You should speak to your GP if:

  • Your HbA1c result comes back at 42 mmol/mol or above and you have not previously been told you are at risk of diabetes

  • Your HbA1c has risen significantly since your last test, even if it remains within your target range

  • You are experiencing symptoms such as increased thirst, frequent urination, unexplained weight loss, or persistent fatigue, which may suggest poor glycaemic control

  • You are concerned about hypoglycaemia (symptoms include shakiness, sweating, confusion, or palpitations), particularly if you are on insulin or a sulphonylurea — you can also report suspected medicine side effects via the MHRA Yellow Card Scheme at yellowcard.mhra.gov.uk

  • You are pregnant or planning a pregnancy, as glucose targets and monitoring requirements differ significantly during this period; gestational diabetes is diagnosed using glucose tests (not HbA1c) per NICE guideline NG3, and care should be led by your midwife and diabetes team

  • You have been told your HbA1c result may be unreliable due to a haemoglobin variant or other medical condition

Seek same-day or emergency medical help if you or someone you know develops symptoms that may suggest type 1 diabetes or diabetic ketoacidosis (DKA) — including rapidly worsening thirst, very frequent urination, significant unintentional weight loss, abdominal pain, vomiting, drowsiness, or a fruity smell on the breath. These symptoms require urgent assessment and HbA1c alone is not used to diagnose type 1 diabetes.

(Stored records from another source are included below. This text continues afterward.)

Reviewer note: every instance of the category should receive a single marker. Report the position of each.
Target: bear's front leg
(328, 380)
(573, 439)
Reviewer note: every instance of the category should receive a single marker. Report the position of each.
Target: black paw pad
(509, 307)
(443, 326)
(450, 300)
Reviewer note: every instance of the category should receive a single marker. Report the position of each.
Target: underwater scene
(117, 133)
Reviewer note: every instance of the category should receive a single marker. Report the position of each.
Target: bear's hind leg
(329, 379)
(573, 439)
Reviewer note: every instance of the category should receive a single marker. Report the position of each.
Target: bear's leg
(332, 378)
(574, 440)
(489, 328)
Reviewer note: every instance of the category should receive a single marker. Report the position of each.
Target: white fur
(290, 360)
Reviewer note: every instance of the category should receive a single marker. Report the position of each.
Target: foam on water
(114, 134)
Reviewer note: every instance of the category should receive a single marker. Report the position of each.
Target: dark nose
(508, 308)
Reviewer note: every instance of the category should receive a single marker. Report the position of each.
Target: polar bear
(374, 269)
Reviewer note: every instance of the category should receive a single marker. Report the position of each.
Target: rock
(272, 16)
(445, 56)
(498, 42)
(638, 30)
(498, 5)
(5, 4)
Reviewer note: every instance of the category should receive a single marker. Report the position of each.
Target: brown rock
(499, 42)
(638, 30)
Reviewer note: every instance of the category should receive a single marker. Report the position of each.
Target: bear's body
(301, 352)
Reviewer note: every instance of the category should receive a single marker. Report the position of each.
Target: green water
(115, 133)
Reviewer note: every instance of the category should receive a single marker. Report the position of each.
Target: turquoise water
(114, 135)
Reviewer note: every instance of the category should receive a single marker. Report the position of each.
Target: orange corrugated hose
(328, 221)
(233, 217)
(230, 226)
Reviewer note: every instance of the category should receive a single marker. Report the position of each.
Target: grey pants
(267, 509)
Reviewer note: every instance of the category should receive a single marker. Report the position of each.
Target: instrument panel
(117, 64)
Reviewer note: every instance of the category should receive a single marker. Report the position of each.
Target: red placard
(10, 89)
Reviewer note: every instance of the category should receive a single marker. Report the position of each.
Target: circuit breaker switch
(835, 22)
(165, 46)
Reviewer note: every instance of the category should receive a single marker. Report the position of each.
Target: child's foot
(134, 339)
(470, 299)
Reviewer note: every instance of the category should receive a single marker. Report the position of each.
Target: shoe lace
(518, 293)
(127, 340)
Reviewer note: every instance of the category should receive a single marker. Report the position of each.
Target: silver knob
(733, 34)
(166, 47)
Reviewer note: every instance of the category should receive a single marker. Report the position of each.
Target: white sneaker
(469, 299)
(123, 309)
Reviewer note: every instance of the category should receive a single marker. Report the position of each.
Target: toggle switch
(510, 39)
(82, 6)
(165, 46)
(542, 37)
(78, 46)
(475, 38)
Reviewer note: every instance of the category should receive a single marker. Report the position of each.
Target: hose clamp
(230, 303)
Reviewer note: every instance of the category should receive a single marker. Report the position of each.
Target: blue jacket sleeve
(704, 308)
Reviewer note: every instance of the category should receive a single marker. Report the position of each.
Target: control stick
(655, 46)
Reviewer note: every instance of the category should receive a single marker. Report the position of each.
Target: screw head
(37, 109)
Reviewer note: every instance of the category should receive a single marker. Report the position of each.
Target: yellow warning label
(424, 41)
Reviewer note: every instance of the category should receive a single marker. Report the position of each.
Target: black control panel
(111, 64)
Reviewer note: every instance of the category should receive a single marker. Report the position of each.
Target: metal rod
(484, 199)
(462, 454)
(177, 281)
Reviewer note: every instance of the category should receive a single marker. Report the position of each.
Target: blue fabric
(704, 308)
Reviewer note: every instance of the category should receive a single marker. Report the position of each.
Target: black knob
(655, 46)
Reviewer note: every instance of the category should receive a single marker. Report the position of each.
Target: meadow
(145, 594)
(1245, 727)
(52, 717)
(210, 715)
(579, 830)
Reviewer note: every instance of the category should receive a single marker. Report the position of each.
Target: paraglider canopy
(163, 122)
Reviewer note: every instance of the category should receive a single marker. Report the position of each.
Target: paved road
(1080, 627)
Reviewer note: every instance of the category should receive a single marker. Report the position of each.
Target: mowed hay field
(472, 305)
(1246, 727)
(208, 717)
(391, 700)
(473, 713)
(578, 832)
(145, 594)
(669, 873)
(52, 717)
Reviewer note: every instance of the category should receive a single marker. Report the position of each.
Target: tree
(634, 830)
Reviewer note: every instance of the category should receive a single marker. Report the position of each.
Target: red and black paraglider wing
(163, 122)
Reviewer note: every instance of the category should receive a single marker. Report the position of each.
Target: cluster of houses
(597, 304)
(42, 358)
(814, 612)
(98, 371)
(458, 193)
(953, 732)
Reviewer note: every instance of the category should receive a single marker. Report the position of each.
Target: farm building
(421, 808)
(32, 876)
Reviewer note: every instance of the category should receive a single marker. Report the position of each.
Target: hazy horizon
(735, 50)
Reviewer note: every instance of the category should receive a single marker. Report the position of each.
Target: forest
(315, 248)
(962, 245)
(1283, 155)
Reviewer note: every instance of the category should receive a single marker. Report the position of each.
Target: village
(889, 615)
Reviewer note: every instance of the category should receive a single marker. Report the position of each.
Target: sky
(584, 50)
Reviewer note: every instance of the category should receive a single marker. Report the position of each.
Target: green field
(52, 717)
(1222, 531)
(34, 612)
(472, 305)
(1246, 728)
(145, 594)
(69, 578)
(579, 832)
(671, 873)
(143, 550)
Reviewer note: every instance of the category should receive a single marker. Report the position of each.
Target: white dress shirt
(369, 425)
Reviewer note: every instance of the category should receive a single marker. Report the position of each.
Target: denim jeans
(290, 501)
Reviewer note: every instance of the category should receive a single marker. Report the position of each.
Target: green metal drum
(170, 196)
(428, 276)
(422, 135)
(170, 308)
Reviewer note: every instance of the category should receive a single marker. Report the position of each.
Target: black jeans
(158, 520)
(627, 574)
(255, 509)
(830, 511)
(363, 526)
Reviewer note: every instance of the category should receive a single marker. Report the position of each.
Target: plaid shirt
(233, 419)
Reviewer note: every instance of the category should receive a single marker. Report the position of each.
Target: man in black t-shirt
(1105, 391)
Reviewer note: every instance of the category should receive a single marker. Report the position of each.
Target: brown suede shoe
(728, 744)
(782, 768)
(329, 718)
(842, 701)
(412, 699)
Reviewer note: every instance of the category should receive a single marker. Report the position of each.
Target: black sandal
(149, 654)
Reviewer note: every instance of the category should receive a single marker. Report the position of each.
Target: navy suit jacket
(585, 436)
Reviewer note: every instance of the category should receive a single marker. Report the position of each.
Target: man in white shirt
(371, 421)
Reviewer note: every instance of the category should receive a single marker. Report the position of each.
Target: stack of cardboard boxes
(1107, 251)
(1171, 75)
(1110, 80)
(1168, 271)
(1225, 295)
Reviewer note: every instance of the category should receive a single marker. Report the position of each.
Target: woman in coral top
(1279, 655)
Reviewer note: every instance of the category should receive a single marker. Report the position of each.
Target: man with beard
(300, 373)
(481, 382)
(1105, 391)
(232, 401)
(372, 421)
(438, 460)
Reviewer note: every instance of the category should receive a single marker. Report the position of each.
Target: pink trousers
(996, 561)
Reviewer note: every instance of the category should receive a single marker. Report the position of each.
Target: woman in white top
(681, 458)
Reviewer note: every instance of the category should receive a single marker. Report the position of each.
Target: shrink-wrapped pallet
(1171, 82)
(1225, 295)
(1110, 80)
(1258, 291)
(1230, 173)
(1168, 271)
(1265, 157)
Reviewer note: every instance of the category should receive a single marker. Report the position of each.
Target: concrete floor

It is equally important not to wait for your annual review if something does not feel right. The NHS Long Term Plan emphasises early intervention in diabetes care to prevent complications such as cardiovascular disease, kidney damage, neuropathy, and retinopathy. Your GP, practice nurse, or diabetes specialist nurse can review your results, adjust your treatment plan, and refer you to specialist services if needed. Open, regular communication with your care team is one of the most effective tools for maintaining good long-term health.

Frequently Asked Questions

Is glycosylated haemoglobin the same as HbA1c?

In everyday clinical use, yes — HbA1c is the specific glycated haemoglobin fraction routinely measured by the NHS to diagnose and monitor diabetes. 'Glycosylated haemoglobin' is a broader term, but the two are effectively interchangeable in most medical contexts.

What HbA1c level indicates diabetes in the UK?

According to NICE guidance, an HbA1c of 48 mmol/mol (6.5%) or above is indicative of type 2 diabetes in adults. In people without symptoms, the result should be confirmed on a second venous blood sample before a diagnosis is made.

Can HbA1c give an inaccurate result?

Yes — conditions such as haemolytic anaemia, haemoglobin variants (e.g. sickle cell trait), recent blood transfusion, iron deficiency anaemia, and advanced chronic kidney disease can all affect HbA1c accuracy. In these situations, your GP may recommend a fasting plasma glucose test or oral glucose tolerance test instead.